3.1. Multimodalité et texte technique

Dans nos cultures contemporaines, les documents multimodaux sont devenus la norme.

La multimodalité se rapporte à l’utilisation conjointe de différentes modes sémiotiques dans une même interface (support papier, écran etc.). Un mode sémiotique est un type de ressource, c’est un moyen d’expression et de représentation visant à produire du sens. Le langage oral, la gestuelle, le texte ou la musique sont autant de modes sémiotiques vecteurs de communication53. Ces modes ne sont ni imperméables les uns aux autres, ni figés dans le temps : ils fluctuent au gré des processus sociaux. De même, ils ne sont pas non plus universels : ils sont toujours propres à une communauté, dont les membres ont la même compréhension de leurs caractéristiques sémiotiques54.

Toutefois, cette notion de mode sémiotique est sujette à débat chez les linguistes. Certains linguistes, comme Theo van Leeuwen,55 considèrent en effet que la mise en page, la police du texte et l’utilisation des couleurs sont déjà une forme de multimodalité. Nous avons choisi de ne pas traiter ces aspects dans ce chapitre, car ils relèvent selon nous du design et de l’utilisabilité des textes, mais ne sont pas des vecteurs d’information au sens strict.

Dans ce chapitre, nous abordons la multimodalité dans les documents techniques en nous penchant sur deux modes sémiotiques et leurs relations : le texte et les visuels.

Si la multimodalité est omniprésente de nos jours, Kress et Van Leeuwen avancent qu’il y a longtemps eu en Occident une préférence marquée pour la monomodalité. Selon eux, les genres textuels les plus valorisés (œuvres littéraires, travaux académiques, documents officiels etc.) étaient, et sont toujours en partie, absolument dénués d’illustrations et composés de pages de texte dense et uniforme. Aujourd’hui, les journaux, les sites officiels des gouvernements ou les brochures des universités intègrent tous des visuels, en plus d’une mise en page élaborée et soignée56. Même les œuvres littéraires peuvent inclure des

53 ADAMI, ELISABETTA (2017). Multimodality. In : GARCIA, Ofelia et al. The Oxford Handbook of Language and Society. Oxford : Oxford University Press, p. 451.

54 MAVERS, DIANE (2012) pour THE NATIONAL CENTRE FOR RESEARCH METHOD (NCRM). Mode. In : Glossary of multimodal terms.

URL : https://multimodalityglossary.wordpress.com/mode-2/. Consulté le 15.06.2019.

55 VAN LEEUWEN, THEODOOR (2005). Typographic meaning. In : Visual Communication, n° 2, volume 4.

Londres : SAGE Publishing, p. 142.

56 KRESS, GUNTHER ET VAN LEEUWEN, THEODOOR (2001). Multimodal Discourse : The Modes and Media of Contemporary Communication. Londres : Arnold, p. 1.

24 illustrations, et d’autres types de visuels tels que des cartes géographiques, que l’on retrouve dans nombre d’ouvrages de fantasy.

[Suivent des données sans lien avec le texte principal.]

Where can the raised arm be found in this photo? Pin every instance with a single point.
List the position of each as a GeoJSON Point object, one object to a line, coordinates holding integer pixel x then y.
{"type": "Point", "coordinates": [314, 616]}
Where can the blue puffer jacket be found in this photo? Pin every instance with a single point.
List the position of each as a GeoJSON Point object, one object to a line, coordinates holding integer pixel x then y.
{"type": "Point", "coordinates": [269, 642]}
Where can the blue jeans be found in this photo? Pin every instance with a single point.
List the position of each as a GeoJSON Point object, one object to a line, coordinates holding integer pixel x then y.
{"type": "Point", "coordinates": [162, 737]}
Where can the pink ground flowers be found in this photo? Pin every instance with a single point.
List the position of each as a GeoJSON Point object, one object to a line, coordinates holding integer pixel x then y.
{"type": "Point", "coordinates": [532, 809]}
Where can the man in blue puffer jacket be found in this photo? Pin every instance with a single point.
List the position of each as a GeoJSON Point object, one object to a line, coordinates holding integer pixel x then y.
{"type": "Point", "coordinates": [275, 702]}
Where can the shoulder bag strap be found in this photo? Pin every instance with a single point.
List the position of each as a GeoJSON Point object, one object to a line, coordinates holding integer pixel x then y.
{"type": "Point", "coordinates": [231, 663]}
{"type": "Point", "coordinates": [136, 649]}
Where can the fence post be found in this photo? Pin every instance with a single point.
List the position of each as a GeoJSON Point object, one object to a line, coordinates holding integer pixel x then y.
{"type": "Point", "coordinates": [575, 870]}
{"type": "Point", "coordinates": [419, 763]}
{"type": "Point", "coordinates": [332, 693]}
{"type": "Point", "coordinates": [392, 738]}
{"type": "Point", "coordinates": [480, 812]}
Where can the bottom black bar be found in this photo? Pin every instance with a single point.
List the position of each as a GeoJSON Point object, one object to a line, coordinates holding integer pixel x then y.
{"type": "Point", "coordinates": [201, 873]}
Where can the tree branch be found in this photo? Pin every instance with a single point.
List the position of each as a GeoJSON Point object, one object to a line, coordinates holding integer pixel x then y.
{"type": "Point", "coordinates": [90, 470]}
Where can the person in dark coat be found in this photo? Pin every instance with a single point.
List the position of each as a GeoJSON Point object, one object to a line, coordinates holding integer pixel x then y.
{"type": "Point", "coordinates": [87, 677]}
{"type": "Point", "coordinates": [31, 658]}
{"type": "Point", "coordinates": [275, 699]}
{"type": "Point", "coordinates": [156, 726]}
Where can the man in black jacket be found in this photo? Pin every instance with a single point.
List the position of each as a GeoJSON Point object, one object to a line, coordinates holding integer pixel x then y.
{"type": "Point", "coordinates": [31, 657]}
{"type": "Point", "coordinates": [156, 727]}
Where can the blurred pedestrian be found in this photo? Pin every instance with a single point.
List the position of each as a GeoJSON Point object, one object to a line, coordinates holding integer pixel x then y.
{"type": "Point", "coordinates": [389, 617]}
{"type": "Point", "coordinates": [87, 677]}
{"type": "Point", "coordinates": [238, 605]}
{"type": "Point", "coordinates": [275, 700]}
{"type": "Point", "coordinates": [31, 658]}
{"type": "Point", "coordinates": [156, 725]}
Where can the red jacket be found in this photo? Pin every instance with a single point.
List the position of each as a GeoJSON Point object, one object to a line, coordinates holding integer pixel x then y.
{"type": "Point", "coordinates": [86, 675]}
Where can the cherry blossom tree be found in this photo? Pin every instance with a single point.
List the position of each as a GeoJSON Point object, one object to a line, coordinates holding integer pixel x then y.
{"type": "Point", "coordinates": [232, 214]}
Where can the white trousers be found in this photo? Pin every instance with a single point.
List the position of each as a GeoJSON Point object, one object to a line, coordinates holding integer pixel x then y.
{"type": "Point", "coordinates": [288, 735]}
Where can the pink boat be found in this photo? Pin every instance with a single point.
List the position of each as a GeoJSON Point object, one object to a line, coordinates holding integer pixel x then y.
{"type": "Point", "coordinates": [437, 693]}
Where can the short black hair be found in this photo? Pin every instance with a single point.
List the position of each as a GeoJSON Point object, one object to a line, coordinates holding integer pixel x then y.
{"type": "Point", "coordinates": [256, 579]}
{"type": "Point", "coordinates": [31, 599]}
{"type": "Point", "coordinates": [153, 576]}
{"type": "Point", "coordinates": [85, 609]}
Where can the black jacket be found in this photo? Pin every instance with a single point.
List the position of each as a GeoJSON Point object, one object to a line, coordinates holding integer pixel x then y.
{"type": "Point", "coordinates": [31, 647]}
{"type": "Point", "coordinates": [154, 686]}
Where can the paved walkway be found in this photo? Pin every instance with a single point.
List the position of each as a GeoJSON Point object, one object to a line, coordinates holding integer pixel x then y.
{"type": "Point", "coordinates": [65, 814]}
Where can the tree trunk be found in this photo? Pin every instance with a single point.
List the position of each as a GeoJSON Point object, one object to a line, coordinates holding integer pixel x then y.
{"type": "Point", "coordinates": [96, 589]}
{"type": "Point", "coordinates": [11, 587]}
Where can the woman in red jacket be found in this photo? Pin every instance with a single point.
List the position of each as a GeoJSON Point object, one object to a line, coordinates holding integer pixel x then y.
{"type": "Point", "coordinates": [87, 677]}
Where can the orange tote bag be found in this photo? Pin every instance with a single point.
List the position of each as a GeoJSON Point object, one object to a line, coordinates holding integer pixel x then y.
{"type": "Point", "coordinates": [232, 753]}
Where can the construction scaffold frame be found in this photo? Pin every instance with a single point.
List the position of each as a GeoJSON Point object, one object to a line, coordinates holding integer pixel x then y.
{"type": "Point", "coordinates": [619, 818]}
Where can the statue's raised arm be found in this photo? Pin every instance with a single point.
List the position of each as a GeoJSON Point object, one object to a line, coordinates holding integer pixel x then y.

Carol O’Sullivan nuance toutefois ce discours en rappelant que si les différents modes sémiotiques utilisés pour construire du sens autour du texte ont effectivement été longtemps ignorés, ça n’a pas empêché leur présence dans la majeure partie des contextes de communication. Elle illustre cette affirmation en avançant notamment l’exemple des manuscrits médiévaux, qui sont richement illustrés. Simplement, sans théorie ni vocabulaire spécifique permettant d’étudier la multimodalité, les chances que les chercheurs s’y intéressent étaient faibles57.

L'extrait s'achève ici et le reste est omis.